Because of this, she didn’t arrive in Sheffield until late afternoon, arriving at Sheffield Railway Station accompanied by Princess Christian and the Duke of Connaught.

The Royal party were met by the Mayor and Mayoress, the Duke of Norfolk, and his sister, Lady Mary Howard. From the station, a procession was led by the Chief Constable and his mounted police, and a troop of the 17th Lancers.

Thousands of cheering people lined the streets, waving flags, as the parade headed towards the principal entrance of the Town Hall on Pinstone Street, met by the Lord Chamberlain, Lord Lathom, who directed the ceremony.

At 5pm, Victoria remained in her carriage while the Recorder of Sheffield read an address, handed to her in a gold casket, specially made for the occasion by Mappin and Webb.

The Queen handed her reply to the Mayor, after which other addresses were presented by the Duke of Norfolk, on behalf of the Sheffield General Infirmary, by Sir Frederick Mappin, MP, on behalf of the Town Trustees, and by Mr Alexander Wilson, Master Cutler, representing the Cutlers’ Company.

The “golden key” (also by Mappin and Webb) was handed to Victoria, who inserted it into a detached lock, connected by electricity to the gates of the entrance.

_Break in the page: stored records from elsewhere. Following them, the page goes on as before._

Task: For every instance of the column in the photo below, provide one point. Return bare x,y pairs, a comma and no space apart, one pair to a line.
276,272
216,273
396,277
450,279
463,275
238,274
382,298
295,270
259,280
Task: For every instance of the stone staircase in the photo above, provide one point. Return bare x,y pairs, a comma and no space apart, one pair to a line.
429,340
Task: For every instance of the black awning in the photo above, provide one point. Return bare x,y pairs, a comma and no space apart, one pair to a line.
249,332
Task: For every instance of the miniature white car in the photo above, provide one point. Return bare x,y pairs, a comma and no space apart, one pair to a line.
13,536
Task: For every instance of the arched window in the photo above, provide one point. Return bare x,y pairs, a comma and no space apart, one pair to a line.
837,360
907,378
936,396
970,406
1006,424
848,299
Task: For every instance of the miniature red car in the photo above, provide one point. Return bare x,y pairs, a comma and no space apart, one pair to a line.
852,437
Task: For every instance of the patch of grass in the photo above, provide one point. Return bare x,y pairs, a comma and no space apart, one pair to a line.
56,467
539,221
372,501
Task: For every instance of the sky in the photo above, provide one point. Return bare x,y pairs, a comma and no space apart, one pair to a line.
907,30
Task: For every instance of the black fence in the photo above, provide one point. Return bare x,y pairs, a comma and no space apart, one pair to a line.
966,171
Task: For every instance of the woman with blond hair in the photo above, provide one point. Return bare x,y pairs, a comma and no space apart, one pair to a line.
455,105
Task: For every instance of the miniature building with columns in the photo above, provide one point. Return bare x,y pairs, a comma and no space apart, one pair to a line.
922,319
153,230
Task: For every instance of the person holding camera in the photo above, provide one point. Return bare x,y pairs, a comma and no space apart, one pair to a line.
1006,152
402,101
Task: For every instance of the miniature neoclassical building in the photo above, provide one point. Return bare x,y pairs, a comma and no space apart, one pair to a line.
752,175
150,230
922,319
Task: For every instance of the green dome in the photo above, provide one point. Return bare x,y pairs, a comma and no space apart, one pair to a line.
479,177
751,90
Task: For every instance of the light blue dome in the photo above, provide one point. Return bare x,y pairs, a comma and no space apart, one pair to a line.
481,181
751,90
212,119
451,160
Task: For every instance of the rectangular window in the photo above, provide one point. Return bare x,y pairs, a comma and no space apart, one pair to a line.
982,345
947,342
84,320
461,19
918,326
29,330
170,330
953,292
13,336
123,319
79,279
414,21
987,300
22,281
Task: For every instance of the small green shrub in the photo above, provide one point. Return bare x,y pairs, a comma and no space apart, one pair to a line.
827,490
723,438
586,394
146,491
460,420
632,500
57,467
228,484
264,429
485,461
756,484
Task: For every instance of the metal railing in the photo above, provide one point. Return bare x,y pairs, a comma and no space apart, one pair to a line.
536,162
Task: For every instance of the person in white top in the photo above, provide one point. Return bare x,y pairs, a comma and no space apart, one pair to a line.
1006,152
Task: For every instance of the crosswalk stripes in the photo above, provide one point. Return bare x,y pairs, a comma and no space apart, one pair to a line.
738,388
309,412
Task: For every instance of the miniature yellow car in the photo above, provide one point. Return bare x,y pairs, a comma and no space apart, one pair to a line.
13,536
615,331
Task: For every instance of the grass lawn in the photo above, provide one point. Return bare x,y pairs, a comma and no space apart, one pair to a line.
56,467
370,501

As she turned the key, the gates swung back as if by magic, and a flourish of trumpets announced that the Town Hall was open.

Afterwards, the Royal procession went to Norfolk Park, where fifty thousand schoolchildren had gathered by invitation of the Duke of Norfolk.

She then went to the Cyclops Steel and Iron Works, belonging to Charles Cammell and Company, where her carriage was drawn into a temporary shed in front of a mighty furnace. Here, the party held glass screens before their eyes, and watched the rolling of armour plate for the new battleship “Ocean”.

By 7.30 in the evening, Queen Victoria was speeding northwards by train to “gain strength for her approaching jubilee.”